Brain scans revealed three calcified lesions. Given their presentation and the patient’s history, the doctors concluded they were cysts belonging to the parasitic pork tapeworm (Taenia solium). These white, ribbon-like worms rely on human hosts to reach the adult phase of their lifecycle, where they latch onto the small intestine with dozens of little hooks
Here, the flatworms feast on surrounding nutrients and can grow up to a shocking eight meters long. This is the stage they’re able to sexually reproduce if they get lucky – otherwise they’ll reproduce asexually. Their eggs hitch a ride on our feces out to the rest of the world. They can then survive in the environment for up to two months as eggs, in the hope of being eaten by another animal.
Pigs are the most common intermediate host, but sometimes other humans or even the originally infected human eat the tapeworm eggs, too. They hatch in the intestines of their devourer and the resulting larva bore their way into the bloodstream, preferably to nest in tasty pig muscles that can then transport them back to humans who’ve eaten undercooked meat.
However, the resulting cysts the larva form can develop in any organ, and it is these that cause the most severe problems – especially if they establish themselves in the brain.
This condition is called neurocysticercosis and it’s the leading cause of acquired epilepsy in many parts of the world – including Latin America and sub-Saharan Africa. Thousands of people in the US alone are thought to present cases not unlike this one each year.
Neurocysticercosis is a preventable disease, but despite its prevalence and severity, relatively little resources have been devoted to combating it, leading the CDC to class it as a neglected tropical disease.

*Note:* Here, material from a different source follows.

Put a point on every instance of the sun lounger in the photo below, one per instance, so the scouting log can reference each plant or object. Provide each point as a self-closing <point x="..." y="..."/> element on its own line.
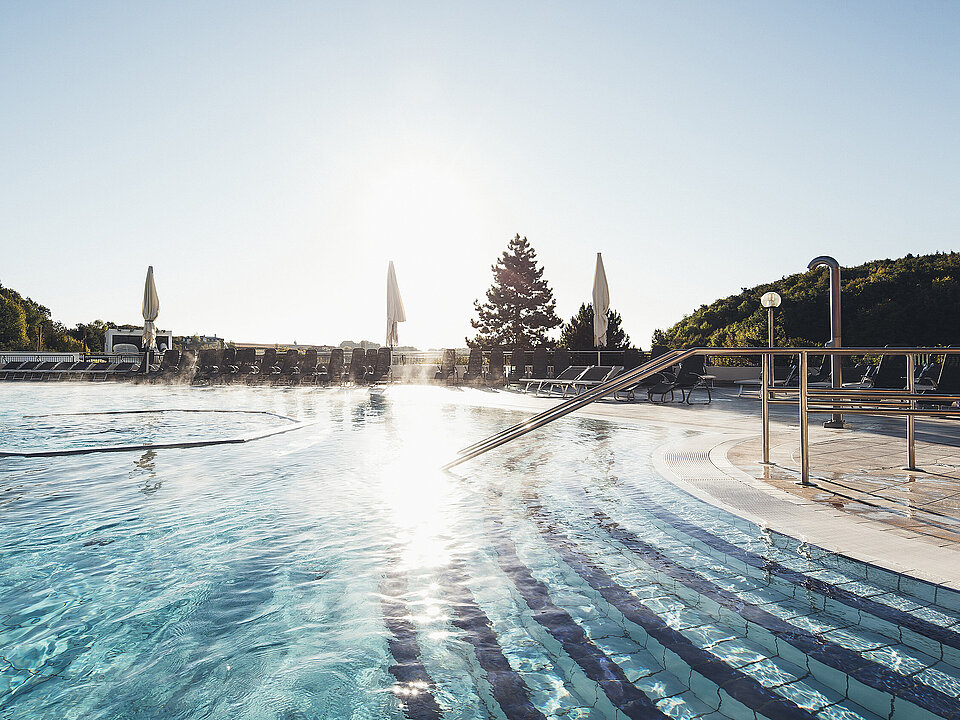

Preventatives include thorough hand washing, cooking and handling meat safely, and prompt treatment for people with intestinal tapeworms.
Some cases of neurocysticercosis require surgery to remove a problematic cyst from the brain, as in a recent case of a 25-year-old Australian woman, who experienced persistent headaches and blurred vision. As the cysts can form in different parts of the brain, symptoms can vary greatly.
As for this case, the man was treated with anti-inflammatory, anti-seizure, and two antiparasitic medications. He was released from the hospital with no remaining symptoms after five days, and remains seizure free three years later.
However, he’ll likely need to continue taking the anti-seizure medication.
“The issue of when to stop the medication is problematic, because the calcified lesion will remain in perpetuity,” says Cole.
This case study was reported in The New England Journal of Medicine.